Pigs heading to market have been running close to 2.4 million a week for the past month said, Kevin Bost, president of Procurement Strategies, Elgin, IL.

"It's obvious that the herd is still growing and I guess it’s going to have to grow until producers start losing money consistently which really doesn’t look like it will be any time soon," he said.

The number of kills dropped down to a low of about 2.28 million in June 2017 as an average, but was still up 5 percent from a year ago.

"It looks like the year over year increases in the kills will range from +3 to +5 percent every month through the end of the year," Bost said. "When I combine imports and exports, it just underscores the importance of the export market as well as domestic demand, because they’re both going to have to be pretty stout to absorb this kind of pork supply."

Bost believes the U.S. pork supply will see its biggest increases in May and June, up 7-8 percent from a year ago during that same period. Production is expected to fall off a bit in July and August (3-4 percent) and will increase to around 5 percent in the fall.

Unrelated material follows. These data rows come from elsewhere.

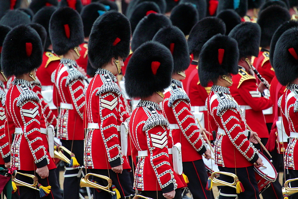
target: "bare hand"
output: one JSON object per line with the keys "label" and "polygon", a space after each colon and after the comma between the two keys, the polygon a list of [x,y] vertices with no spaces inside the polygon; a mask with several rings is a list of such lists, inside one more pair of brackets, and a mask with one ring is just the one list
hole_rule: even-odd
{"label": "bare hand", "polygon": [[[252,142],[254,144],[257,144],[258,142],[256,139],[254,137],[254,135],[256,135],[256,136],[258,136],[258,134],[257,134],[257,133],[254,131],[251,131],[250,132],[250,137],[249,137],[249,142]],[[258,137],[259,138],[259,137]]]}
{"label": "bare hand", "polygon": [[176,191],[173,190],[171,192],[162,194],[162,195],[166,198],[167,199],[171,199],[175,197],[175,194],[176,194]]}
{"label": "bare hand", "polygon": [[261,158],[259,157],[259,159],[258,159],[258,160],[254,164],[254,166],[257,168],[259,168],[264,165],[263,161]]}
{"label": "bare hand", "polygon": [[49,176],[49,169],[46,165],[36,170],[36,173],[40,176],[42,179],[44,179]]}
{"label": "bare hand", "polygon": [[112,170],[116,173],[122,173],[123,170],[123,167],[122,165],[120,164],[119,166],[112,167]]}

Barring any disturbance in demand, Bost estimates a summer high in hog prices of $85/cwt. (CME lean hog index).

"My guess is that we would have a peak in the CME lean hog index most likely in June. However, I think that June and August will have the highest monthly average around $80/cwt.," Bost said. "The anticipated low point for this fall doesn’t look like it will really be much different than it is right now, which is around $57/cwt. unless something really weird happens with demand."

What could disrupt the flow of pork out of the U.S. is the announcement of the tariff on U.S. pork. The U.S. National Pork Producers Council reported that the U.S. pork industry sold $1.1 billion worth of products to China last year.

If forecasted pig crop/ farrowing intentions are accurate Bost says producers may be looking at a fall low of around $56-57/cwt compared to $54.16/cwt. in September 2017.

The real challenge in the pork industry is having the available labor to run processing plants up to capacity or optimum capacity."

Labor challenges

Nalivka says growing hog numbers aren't going to outpace the capacity of the new processing plants coming online this summer.

"The real challenge is having the available labor to run those plants up to capacity or optimum capacity," Nalivka said. "(The labor shortage) has been putting the squeeze on the industry for the past 18 months, especially in areas where you're competing with the guys on the beef side. Labor is probably the most pressing issue in the pork industry right now."